Should I buy a colt or a filly?

If you’re looking to buy a horse, one question you may have is “Should I buy a colt or a filly?” This is a question that every person must answer for themselves although there are pros and cons to both.


The major upside to both sexes is the depth of prize money on offer in Australia and the USA allowing colts and fillies to race for excellent prize money on top of any residual pedigree gains that can be achieved with top performances.


The major money in the bloodstock market is reserved for stallion prospects. A Group 1 winning two or three year old colt with a strong pedigree will be sought after by stud farms, though a small minority of colts fall into this group. If your colt is not stallion quality, there is also the opportunity to sell to Asia as a gelding. Hong Kong buyers will pay up to two and a half million dollars for top geldings, especially if they are potential Derby colts (the Hong Kong Derby is for 4-year-olds).




Even if your colt isn’t stallion quality and Hong Kong doesn’t come knocking, there is still the opportunity to race for excellent money in Australia. Breeder bonus schemes and sale race series are an added incentive. You can also expect many horses to get better with age so if you have a handy two year old, he may develop into an even better three year old.


There are two main cons to racing a colt. Firstly, keeping a colt an entire can restrict them from reaching their full potential unless they are gelded. Colts can be temperamental and also put on weight quickly in areas not advantageous for racing. Secondly, once a horse is gelded there is no residual value; the horse is only worth the amount it can potentially win on the racetrack.


While fillies don’t often come with the opportunity of a seven-figure breeding deal, they have significant upside. If you buy a well bred filly, you have the option to breed or trade her as a broodmare prospect, even if she is not a star race filly in her own right. If she earns some black type, her value goes up significantly so you will have the opportunity to get a return on your investment.
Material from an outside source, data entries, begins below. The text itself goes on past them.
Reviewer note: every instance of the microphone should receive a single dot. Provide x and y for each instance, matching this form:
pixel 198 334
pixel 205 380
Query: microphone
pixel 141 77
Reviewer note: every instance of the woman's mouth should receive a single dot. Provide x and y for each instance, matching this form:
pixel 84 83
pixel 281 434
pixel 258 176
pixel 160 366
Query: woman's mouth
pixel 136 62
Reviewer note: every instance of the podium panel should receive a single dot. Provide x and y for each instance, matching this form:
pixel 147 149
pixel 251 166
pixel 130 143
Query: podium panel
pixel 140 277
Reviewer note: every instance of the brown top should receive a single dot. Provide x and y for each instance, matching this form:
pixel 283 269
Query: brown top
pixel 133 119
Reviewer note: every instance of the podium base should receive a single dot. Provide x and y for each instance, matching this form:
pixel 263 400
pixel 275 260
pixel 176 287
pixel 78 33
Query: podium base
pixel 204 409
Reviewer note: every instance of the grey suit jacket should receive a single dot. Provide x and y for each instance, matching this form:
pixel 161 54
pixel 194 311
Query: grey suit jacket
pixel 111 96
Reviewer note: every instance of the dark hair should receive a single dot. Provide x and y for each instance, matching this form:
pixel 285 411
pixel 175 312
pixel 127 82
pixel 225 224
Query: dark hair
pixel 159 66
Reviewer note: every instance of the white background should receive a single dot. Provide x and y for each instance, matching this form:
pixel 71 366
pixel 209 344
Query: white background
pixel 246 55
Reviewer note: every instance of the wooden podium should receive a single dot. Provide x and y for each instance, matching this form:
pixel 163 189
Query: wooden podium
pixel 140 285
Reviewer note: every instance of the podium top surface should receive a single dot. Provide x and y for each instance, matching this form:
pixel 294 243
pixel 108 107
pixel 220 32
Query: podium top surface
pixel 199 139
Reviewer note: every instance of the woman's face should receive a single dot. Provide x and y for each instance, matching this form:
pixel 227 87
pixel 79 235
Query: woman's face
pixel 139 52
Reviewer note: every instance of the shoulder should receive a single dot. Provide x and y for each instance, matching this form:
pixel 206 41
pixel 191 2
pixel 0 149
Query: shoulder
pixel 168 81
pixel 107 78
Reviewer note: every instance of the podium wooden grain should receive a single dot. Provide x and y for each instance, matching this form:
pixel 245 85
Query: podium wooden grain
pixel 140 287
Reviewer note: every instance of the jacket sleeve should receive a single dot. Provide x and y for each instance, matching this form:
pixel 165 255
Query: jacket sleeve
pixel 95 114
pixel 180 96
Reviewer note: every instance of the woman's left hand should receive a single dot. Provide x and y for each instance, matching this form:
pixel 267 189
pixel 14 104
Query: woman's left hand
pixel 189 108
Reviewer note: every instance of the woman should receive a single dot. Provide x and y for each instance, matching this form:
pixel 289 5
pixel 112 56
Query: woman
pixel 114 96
The other major benefit with a filly is that she does not need to perform for her value to increase. If one of her relations runs impressively before you sell her on, her value goes up - this is especially significant if they run well in a stakes race. This is one of the reasons I look for active, promising families when shopping for my clients as family updates can play a big part in raising a filly’s value no matter what she does.


From a racing angle, fillies have a weight relief against the colts when racing in open races. This often means that a top filly (especially a two year old) can be just as dominant in her age group as a top colt. If she can’t quite live up to running against males, she also has the option of running in restricted races against her own sex, which gives you a bigger opportunity to pick up a stakes win or stakes placing. Races like the G2 Percy Sykes for two year old fillies give this opportunity, while at three there are numerous campaign trials culminating in Oaks races that allow fillies to compete in own-sex races.


There are no limitations to racing a filly in terms of ultimate ability. We only need to look at Winx and Black Caviar in Australia, Enable and Treve in Europe, Beholder and Zenyatta in America, and current Japanese superstar Almond Eye to see that the girls can dominate the best boys.




A negative with racing fillies is that they can become quirky over time in relation to their racing attitude. You may have a top two or three year old but there is no guarantee she will want to race on as she gets older and matures, especially in spring which coincides with the breeding season. This can lead to a lot of frustrations, especially if she sours after the breeding season. However, if you decide early in the season to retire her, you can also get her covered and pregnant that year, and race her until she is three months pregnant.


Overall, colts have more potential commercial upside due to their stallion potential and possibilities of selling on to Hong Kong, but these big results are rare. Fillies also offer upside, but they are a safer option if you are looking for a more guaranteed return after racing. Knowing your racing goals before deciding on buying a horse will give you insight on which is better to buy and help guide you in the right direction.